One of the biggest transitions is the Head Start child's move into kindergarten. Head Start programs and the local school districts are community partners, often with MOUs in place to ensure continuity and communication. Programs can work closely with the superintendent, school principals, and others to ensure that transition policies and practices focus on optimizing the gains that children and families made in Head Start.

Review these leadership strategies to support continuity and smooth transitions for fathers when their children move into a new setting:

  • Share information about fatherhood activities in the Head Start program. Highlight the role of fathers in child development and school readiness. Invite fathers to tell their success stories.
  • Create flexible staffing patterns and work hours so that Head Start staff can partner with fathers and accommodate their schedules during transition activities.
  • Encourage the use of father-friendly communication strategies in the new setting, such as gender-neutral forms and ways to reach nonresident fathers.
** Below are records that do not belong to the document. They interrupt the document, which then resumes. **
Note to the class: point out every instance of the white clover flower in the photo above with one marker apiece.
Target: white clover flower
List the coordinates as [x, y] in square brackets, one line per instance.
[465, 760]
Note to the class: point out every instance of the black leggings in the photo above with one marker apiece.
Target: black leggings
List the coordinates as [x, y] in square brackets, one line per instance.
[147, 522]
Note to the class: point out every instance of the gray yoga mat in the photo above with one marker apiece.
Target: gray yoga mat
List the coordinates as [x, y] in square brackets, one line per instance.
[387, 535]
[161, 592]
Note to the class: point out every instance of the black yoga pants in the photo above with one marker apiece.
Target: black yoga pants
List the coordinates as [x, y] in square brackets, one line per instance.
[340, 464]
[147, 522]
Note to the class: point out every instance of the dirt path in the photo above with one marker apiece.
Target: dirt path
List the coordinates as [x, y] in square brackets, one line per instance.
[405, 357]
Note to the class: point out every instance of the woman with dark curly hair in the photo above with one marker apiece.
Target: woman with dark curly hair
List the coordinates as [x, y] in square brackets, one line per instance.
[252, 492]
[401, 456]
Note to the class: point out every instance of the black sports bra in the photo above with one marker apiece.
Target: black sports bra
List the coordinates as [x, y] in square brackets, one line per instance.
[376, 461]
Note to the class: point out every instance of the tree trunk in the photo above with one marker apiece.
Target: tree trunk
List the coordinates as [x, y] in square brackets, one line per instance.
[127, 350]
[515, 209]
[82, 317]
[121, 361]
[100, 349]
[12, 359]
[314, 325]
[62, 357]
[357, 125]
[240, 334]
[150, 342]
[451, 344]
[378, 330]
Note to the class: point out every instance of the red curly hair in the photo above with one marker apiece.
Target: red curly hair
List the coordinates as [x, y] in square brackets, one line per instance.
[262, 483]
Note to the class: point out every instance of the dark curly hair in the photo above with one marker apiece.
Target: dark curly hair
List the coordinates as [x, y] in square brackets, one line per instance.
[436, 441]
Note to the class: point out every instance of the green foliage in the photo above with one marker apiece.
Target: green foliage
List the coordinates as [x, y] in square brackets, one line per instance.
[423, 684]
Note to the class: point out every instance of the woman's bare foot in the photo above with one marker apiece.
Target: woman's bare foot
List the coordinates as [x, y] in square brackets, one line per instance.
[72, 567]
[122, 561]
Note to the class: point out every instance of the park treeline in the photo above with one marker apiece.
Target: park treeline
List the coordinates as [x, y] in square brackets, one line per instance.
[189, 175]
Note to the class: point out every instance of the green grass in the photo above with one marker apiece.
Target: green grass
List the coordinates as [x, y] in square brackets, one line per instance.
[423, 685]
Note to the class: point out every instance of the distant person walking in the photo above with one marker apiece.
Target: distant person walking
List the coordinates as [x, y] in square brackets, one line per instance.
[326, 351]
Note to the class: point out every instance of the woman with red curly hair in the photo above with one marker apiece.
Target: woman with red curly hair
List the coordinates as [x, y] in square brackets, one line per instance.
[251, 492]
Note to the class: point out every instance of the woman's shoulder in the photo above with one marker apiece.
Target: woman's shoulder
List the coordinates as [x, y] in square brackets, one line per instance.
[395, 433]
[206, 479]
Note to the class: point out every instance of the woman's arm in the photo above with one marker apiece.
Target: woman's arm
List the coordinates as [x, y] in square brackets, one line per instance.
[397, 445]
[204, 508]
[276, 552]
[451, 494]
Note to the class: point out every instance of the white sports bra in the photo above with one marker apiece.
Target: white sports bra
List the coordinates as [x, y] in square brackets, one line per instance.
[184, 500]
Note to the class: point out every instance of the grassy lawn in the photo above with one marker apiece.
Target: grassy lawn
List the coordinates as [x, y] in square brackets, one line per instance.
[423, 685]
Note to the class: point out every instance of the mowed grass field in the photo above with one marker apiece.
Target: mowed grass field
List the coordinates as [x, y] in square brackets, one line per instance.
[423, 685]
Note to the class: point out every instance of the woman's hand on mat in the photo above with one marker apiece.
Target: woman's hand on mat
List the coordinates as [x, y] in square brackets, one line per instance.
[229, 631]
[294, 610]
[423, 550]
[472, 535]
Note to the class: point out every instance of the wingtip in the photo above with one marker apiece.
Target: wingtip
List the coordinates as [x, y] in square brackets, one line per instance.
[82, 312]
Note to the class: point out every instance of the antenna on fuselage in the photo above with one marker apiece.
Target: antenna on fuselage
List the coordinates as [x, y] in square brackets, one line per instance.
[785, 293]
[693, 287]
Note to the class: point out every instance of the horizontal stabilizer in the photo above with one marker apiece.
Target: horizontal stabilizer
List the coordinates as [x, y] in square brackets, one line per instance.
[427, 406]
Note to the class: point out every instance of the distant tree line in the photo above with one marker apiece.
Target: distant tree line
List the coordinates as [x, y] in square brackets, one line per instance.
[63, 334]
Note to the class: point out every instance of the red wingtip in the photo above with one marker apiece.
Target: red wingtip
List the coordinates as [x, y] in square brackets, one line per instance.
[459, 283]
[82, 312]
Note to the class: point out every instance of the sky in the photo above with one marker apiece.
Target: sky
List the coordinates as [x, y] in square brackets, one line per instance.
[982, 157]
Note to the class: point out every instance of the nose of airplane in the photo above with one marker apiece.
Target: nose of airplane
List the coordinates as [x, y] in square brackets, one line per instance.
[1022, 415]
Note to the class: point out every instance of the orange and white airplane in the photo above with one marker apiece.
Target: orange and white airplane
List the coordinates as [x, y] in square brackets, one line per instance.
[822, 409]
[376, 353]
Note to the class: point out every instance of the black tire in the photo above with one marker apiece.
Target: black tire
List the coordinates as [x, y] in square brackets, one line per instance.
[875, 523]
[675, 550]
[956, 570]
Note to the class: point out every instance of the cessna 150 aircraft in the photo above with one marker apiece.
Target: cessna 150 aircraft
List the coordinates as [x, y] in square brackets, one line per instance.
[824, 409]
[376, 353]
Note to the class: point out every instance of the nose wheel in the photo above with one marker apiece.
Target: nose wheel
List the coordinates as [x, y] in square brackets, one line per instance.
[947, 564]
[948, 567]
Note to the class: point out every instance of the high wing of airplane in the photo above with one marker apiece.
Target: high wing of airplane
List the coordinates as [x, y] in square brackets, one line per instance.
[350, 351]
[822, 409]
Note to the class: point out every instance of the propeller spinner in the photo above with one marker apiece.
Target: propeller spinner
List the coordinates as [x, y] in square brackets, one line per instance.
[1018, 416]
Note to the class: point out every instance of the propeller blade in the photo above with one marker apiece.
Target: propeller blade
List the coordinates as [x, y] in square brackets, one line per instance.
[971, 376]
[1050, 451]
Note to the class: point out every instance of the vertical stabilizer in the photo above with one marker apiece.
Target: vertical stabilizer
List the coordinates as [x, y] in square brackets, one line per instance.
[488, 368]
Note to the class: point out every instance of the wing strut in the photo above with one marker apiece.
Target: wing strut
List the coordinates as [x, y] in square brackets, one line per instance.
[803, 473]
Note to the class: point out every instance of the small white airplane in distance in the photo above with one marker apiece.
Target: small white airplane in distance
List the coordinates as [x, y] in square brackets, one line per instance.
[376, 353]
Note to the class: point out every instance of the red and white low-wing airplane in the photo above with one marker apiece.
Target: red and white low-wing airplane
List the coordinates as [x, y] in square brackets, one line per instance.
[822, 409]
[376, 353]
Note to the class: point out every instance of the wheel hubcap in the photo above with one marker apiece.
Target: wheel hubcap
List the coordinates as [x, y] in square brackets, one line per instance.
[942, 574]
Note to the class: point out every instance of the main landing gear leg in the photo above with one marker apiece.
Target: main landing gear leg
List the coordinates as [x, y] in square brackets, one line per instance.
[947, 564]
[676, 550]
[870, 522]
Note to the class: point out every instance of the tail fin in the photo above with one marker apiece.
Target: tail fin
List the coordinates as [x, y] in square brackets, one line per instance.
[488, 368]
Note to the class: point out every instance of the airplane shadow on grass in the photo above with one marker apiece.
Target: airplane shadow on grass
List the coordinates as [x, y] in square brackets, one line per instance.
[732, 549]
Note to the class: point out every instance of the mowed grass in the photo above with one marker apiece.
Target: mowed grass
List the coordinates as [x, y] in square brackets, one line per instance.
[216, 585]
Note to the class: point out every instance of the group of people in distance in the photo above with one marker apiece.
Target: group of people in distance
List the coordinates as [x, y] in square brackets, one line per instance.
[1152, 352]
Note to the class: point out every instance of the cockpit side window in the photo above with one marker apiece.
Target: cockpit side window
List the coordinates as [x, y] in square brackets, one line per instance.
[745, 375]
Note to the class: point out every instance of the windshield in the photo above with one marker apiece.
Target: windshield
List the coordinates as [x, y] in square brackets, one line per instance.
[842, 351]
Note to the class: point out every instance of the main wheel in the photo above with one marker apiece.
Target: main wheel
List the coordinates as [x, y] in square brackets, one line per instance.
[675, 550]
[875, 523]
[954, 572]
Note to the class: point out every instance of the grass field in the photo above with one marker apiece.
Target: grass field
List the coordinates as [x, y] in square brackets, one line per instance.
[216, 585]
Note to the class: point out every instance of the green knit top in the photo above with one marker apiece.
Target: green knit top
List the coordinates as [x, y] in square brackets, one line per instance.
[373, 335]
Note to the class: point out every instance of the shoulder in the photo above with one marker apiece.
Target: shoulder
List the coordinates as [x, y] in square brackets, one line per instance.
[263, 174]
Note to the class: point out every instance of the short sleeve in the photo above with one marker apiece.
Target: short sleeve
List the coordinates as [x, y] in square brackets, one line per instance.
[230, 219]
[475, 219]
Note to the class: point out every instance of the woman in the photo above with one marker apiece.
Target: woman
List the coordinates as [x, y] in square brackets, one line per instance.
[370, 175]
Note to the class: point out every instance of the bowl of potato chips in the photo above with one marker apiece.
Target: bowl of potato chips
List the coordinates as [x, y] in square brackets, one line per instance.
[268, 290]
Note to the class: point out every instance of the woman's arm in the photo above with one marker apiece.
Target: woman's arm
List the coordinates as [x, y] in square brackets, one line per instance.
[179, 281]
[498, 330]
As a family service professional, apply these strategies to support continuous service delivery and ongoing father engagement:

  • Partner closely with fathers to identify the services and resources they need in the new setting. For example, does a father need an interpreter at a PTA meeting or help writing a letter to his employer to request a work-schedule adjustment to attend a parent-teacher conference?
  • Support fathers as their child's advocate. Remind parents that they know their child best. If necessary, help them share information with the new teacher. Encourage them to describe their child's strengths and how their child learns best.
  • Remind fathers that when they are engaged in their children's lifelong learning, their children benefit from it. Encourage them to volunteer in the new program or school and attend parent-teacher conferences.
  • Encourage fathers to take leadership roles in program governance activities, the PTA, or the school board. Remind them how fathers' and families' voices need to be heard.
  • Inform fathers of their rights and responsibilities concerning the supports and services available for children with disabilities or children who are dual language learners.

Access and Continuity in Action

Explore this scenario in which a fatherhood coordinator describes the success of a new recruiting tactic:

"I went to my barbershop recently. A nurse was doing blood pressure screenings and passing out health information. It turns out the barber had reached out to the local hospital, knowing that his customers often complained of high blood pressure. This really interested me. In some neighborhoods, barbershops are the "go to" place for men to seek conversation and guidance. This certainly is true in my community. I asked the barber whether I could leave some flyers about Head Start. He knew about the program and thought this was a great idea. I left some flyers in the shop. A month later, I went even further. I brought in some guys from my fathers' group. They hung out, got a haircut and a shave, and chatted with other customers. Some other guys wanted to enroll their children in Head Start and took the forms home. This was the best recruiting idea I ever had."

Consider these questions:

  • How does your program use the community assessment data to locate eligible children?
  • Are the recruitment and enrollment materials reader-friendly? Are the families' home languages used?
  • Does your program have a list of key recruitment sites and organizations across the service area that are family- and father-focused?
  • Has your program informed staff and parents about the importance of regular attendance?
  • How does your program partner with parents to promote regular attendance?
  • Do the community partnerships implement continuous service delivery with your program?